# Melt and Pour Questions



## beachgurl (Nov 22, 2008)

Okay M & P experts; I'm going to give it a whirl because it's just simply beautiful and I love it ... ... and I'm going to have a nice long break from school in January ... and I'll go insane without something new to do ... plus I want to get the kids involved (because they're interested in making soap) and this is something then can do with me instead of being banned from the kitchen ....  but I'm left with questions??

First how in the heck do you get little bits of color .. like say you have a butterfly mold .. well i've seen it that the tips are yellow and sparkly while the rest of the wing is like orange or red .. how in the hell do you do that??  Same thing with bars .. like flowers protruding that are a beautifully deep red and the rest of the bar is white .. how the heck ??


Who has the best base ?? Who has good molds??  There are so many more places with M & P stuff that it's downright confusing deciding who to buy from !!


----------



## SoapyScrubs (Nov 22, 2008)

you can go through bramble berry for your soap bases and oils.  How old is the kids that you are going to be making soap  with? You can also get molds from them or other suppliers. If you go to hobby stores you can get the decortiave or simple silicone baking sheets.


----------



## beachgurl (Nov 22, 2008)

my girls are 5 ... they'll need a lot of help .. but everytime i make cp .. they ask to help and i have to say know (lye in the eyes isn't a good thing for 5 year olds) so I want to give M & P a try !!  Thanx for the info, I really appreciate your direction!!


----------



## reallyrita (Nov 22, 2008)

I recently spent an afternoon making M&P soap with a 5 year old and a 6 year old.  These kids were full of energy and don't always listen well!
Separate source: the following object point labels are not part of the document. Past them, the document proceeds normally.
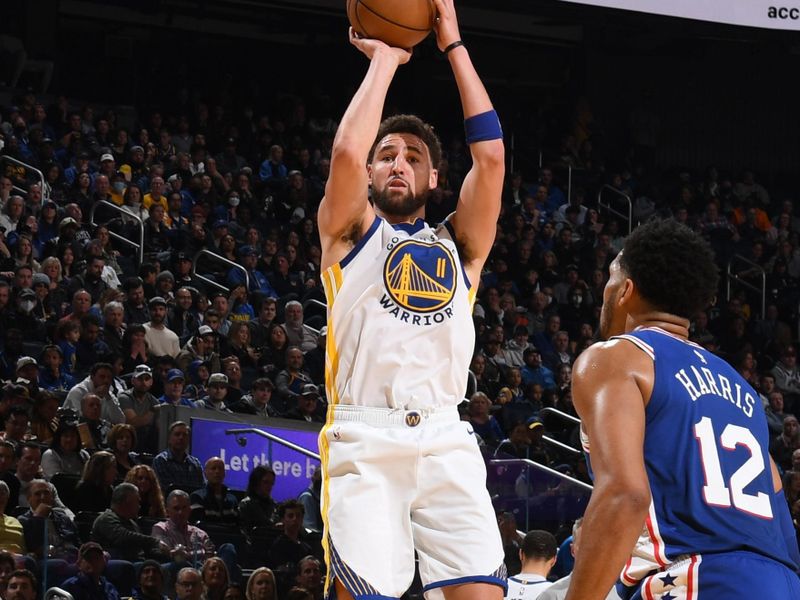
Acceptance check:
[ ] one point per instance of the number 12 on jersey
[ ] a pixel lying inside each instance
(715, 491)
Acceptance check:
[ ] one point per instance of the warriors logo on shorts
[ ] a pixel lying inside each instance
(420, 277)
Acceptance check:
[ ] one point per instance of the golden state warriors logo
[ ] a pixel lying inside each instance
(420, 277)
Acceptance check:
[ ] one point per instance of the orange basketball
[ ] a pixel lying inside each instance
(399, 23)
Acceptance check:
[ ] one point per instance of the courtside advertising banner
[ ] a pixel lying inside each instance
(769, 14)
(293, 470)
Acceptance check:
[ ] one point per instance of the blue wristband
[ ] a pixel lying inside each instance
(483, 127)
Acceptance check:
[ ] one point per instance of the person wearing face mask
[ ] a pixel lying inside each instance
(25, 319)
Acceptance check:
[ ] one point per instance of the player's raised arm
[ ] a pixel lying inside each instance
(607, 389)
(479, 204)
(345, 205)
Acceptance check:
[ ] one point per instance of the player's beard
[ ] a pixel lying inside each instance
(389, 204)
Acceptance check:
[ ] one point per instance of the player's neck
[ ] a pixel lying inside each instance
(670, 323)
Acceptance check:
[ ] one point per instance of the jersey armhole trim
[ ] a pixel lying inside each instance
(449, 226)
(360, 244)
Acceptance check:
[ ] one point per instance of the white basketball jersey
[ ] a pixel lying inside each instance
(400, 330)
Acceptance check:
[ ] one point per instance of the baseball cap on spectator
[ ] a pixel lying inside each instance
(88, 548)
(24, 361)
(141, 371)
(174, 374)
(534, 422)
(40, 279)
(67, 221)
(218, 379)
(310, 389)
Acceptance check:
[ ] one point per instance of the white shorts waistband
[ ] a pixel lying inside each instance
(395, 417)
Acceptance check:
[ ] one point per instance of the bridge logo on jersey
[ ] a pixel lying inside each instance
(420, 277)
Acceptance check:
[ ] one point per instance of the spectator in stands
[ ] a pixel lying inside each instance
(136, 311)
(91, 419)
(786, 443)
(44, 420)
(310, 499)
(297, 332)
(29, 461)
(258, 282)
(290, 381)
(283, 281)
(117, 531)
(258, 509)
(186, 541)
(173, 390)
(89, 583)
(93, 492)
(257, 402)
(151, 582)
(484, 424)
(65, 454)
(150, 495)
(22, 585)
(200, 347)
(161, 341)
(189, 584)
(261, 585)
(307, 405)
(11, 533)
(787, 378)
(121, 441)
(62, 531)
(98, 383)
(774, 412)
(289, 546)
(176, 468)
(139, 407)
(216, 577)
(213, 503)
(217, 388)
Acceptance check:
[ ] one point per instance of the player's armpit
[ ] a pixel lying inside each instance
(609, 386)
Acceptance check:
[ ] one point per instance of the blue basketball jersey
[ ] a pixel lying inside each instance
(706, 454)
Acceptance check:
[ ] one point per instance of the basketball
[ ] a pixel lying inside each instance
(398, 23)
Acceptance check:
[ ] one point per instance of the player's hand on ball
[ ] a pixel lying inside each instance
(370, 47)
(446, 24)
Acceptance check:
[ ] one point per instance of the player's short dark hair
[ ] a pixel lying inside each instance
(539, 544)
(672, 266)
(415, 126)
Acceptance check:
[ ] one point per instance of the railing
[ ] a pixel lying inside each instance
(560, 414)
(28, 169)
(609, 208)
(242, 441)
(741, 278)
(223, 260)
(125, 216)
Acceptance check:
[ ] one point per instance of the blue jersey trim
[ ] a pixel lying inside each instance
(410, 228)
(449, 226)
(473, 579)
(360, 244)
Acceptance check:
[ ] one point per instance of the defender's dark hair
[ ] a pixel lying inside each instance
(539, 544)
(415, 126)
(672, 266)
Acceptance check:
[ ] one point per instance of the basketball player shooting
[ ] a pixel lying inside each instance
(401, 472)
(678, 443)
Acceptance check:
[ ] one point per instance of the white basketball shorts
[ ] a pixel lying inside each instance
(396, 481)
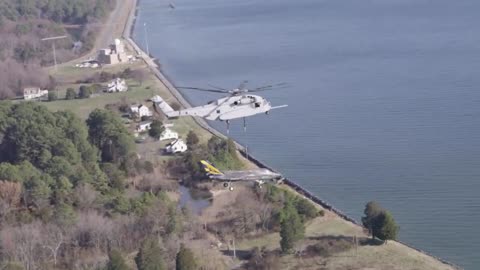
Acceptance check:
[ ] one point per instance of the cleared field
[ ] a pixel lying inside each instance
(392, 255)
I sat them down on the couch and had a serious discussion with them about the dangerous parts and the waiting parts.  I was sure that we were doomed to tears and tantrums given the live wire nature of these kits.  Know what? it went very very well.  Some of the soaps had too much color in them or too much scent....and it was hard for them to wait until the soap was ready to unmold, but we all had a good time.  Brambleberry has a wonderful dvd about M&P and making it with children.  This was a big help to me.  I also used the colors and the fragrances from Hobby Lobby because they had little bottles with drop by drop dispenser tops that made it much easier for little fingers to do it "all by myself."  I was steeling myself for a tough afternoon but I had a blast.  It is important to talk through the process with little ones so they know what to expect and that there will be some steps in the process that a grown up will have to do.  I used a small pitcher for them to pour into the molds so that their little hands could manage.  They did it all nearly by themselves...we took turns pouring and stirring...and they each got to color their own soaps and scent them and choose those scents and colors.  The kids I worked with were a little hyper and did not like to share with one another but it really worked out ok.  
 It also helped that they were NOT my children.   I don't think they would have behaved so well for their own mother.


----------



## beachgurl (Nov 22, 2008)

LoL at not my children.  They ask me every single time I make soap if they can help .. they're the girliest girls ... i don't know where they get it from.  I love the idea of the fragrance oils with droppers because yes ... we're in an independent phase (i hope it's just a phase).  I think they'll like it ... Vannah is super creative and she has really good concentration .. Mal not so much .. that should be interesting ... lol .... i have to get some colors ... and a couple molds and we should be set ... i just think melt and pour is so creative and you can do a lot with it .. so i think i'll give it a whirl ... and i think the girls will have a ton of fun... thanx guys !!


----------



## SoapyScrubs (Nov 23, 2008)

you can also pre measure the fragrance oil for each batch so they can't over do it. :wink:


----------